Bash – Remove all files except for last file of each month

bashrm

Consider a directory with MySQL backup files with timestamps as part of the filename:

-rw-rw-r-- 1 ubuntu ubuntu 35856184 Nov 16 16:00 db_2013-11-16_1600.sql
-rw-rw-r-- 1 ubuntu ubuntu 35856915 Nov 16 17:00 db_2013-11-16_1700.sql
-rw-rw-r-- 1 ubuntu ubuntu 35857565 Nov 16 18:00 db_2013-11-16_1800.sql
-rw-rw-r-- 1 ubuntu ubuntu 35858254 Nov 16 19:00 db_2013-11-16_1900.sql
-rw-rw-r-- 1 ubuntu ubuntu 35860276 Nov 16 20:00 db_2013-11-16_2000.sql
-rw-rw-r-- 1 ubuntu ubuntu 35861583 Nov 16 21:00 db_2013-11-16_2100.sql
-rw-rw-r-- 1 ubuntu ubuntu 35863630 Nov 16 22:00 db_2013-11-16_2200.sql
-rw-rw-r-- 1 ubuntu ubuntu 35864868 Nov 16 23:00 db_2013-11-16_2300.sql
-rw-rw-r-- 1 ubuntu ubuntu 35866095 Nov 17 00:00 db_2013-11-17_0000.sql
-rw-rw-r-- 1 ubuntu ubuntu 35887731 Nov 17 01:00 db_2013-11-17_0100.sql
-rw-rw-r-- 1 ubuntu ubuntu 35888871 Nov 17 02:00 db_2013-11-17_0200.sql
-rw-rw-r-- 1 ubuntu ubuntu 35888871 Nov 17 03:00 db_2013-11-17_0300.sql
-rw-rw-r-- 1 ubuntu ubuntu 35889319 Nov 17 04:00 db_2013-11-17_0400.sql

These actually go on since September 2012! I need to delete all backups except for the last backup of each month.

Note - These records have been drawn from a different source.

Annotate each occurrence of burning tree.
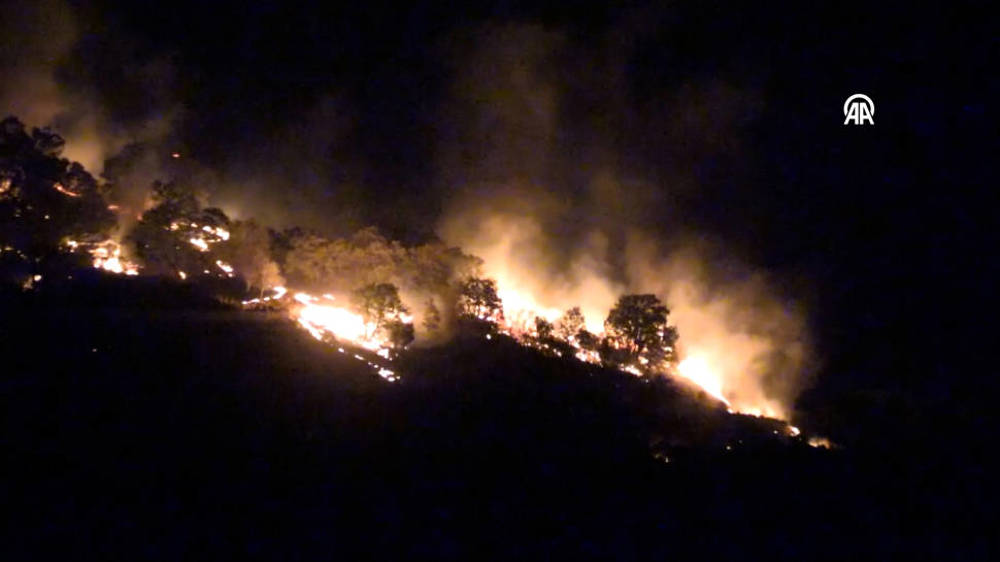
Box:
[127,181,231,278]
[602,294,677,372]
[0,117,116,278]
[555,306,585,341]
[218,219,285,295]
[351,283,413,345]
[457,277,503,324]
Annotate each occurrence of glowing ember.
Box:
[807,436,833,449]
[677,355,729,406]
[52,182,80,197]
[497,287,562,332]
[63,240,139,275]
[295,293,370,349]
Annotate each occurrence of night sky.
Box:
[0,0,997,444]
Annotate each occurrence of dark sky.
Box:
[5,0,997,438]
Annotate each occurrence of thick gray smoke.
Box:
[0,0,179,216]
[439,25,808,416]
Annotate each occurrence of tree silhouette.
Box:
[217,219,285,294]
[555,306,585,341]
[457,277,503,324]
[602,294,677,370]
[351,283,412,336]
[126,181,229,277]
[0,117,116,276]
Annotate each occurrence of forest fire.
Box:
[677,354,731,406]
[64,240,139,275]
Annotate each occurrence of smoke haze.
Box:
[0,0,810,413]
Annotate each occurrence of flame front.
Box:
[677,354,731,406]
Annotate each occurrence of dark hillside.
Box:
[0,284,981,559]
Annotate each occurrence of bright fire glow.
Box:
[52,182,80,197]
[677,354,729,405]
[295,293,370,344]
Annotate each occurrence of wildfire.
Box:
[52,182,80,197]
[677,354,731,406]
[64,240,139,275]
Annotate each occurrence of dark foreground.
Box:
[0,282,987,560]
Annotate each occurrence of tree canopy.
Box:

That is, these files should be left:

db_2012-09-30_2300.sql
db_2012-10-31_2300.sql
db_2012-11-30_2300.sql
db_2012-12-31_2300.sql
db_2013-01-31_2300.sql
db_2013-02-28_2300.sql
db_2013-03-31_2300.sql
db_2013-04-30_2300.sql
db_2013-05-30_2300.sql
db_2013-06-30_2300.sql
db_2013-07-31_2300.sql
db_2013-08-31_2300.sql
db_2013-09-30_2300.sql
db_2013-10-31_2300.sql
db_2013-11-20_0700.sql # Because this month has not finished yet!

I could write a Bash/Python script to create lists of each month, remove the last item from the list and then delete one-by-one the remaining files. Alternatively, the script could move the last files from each month to a temp directory, remove everything, then put the files back.

However I wonder if there is some way to simply tell rm (or rm with find and awk and sort) to ignore the last file of the month. Is there such a magic spell?

I do recognise that life would be easier if I could just save the first file from each month (which would be only a 1 hour difference from saving the last file from each month) but that is not acceptable to others in the organization who fail to see that this essentially provides the same protection.

Best Answer

With the file zz containing the list of file names, this works, so just replace cat zz.

cat zz | grep -vF -f <(cat zz|sort -r|uniq -w11)

e.g. echo *.sql | grep -vF -f <( echo *.sql | sort -r | uniq -w11 ) | xargs rm

As is, it won't work if spaces in file names, and very fragile to filename length.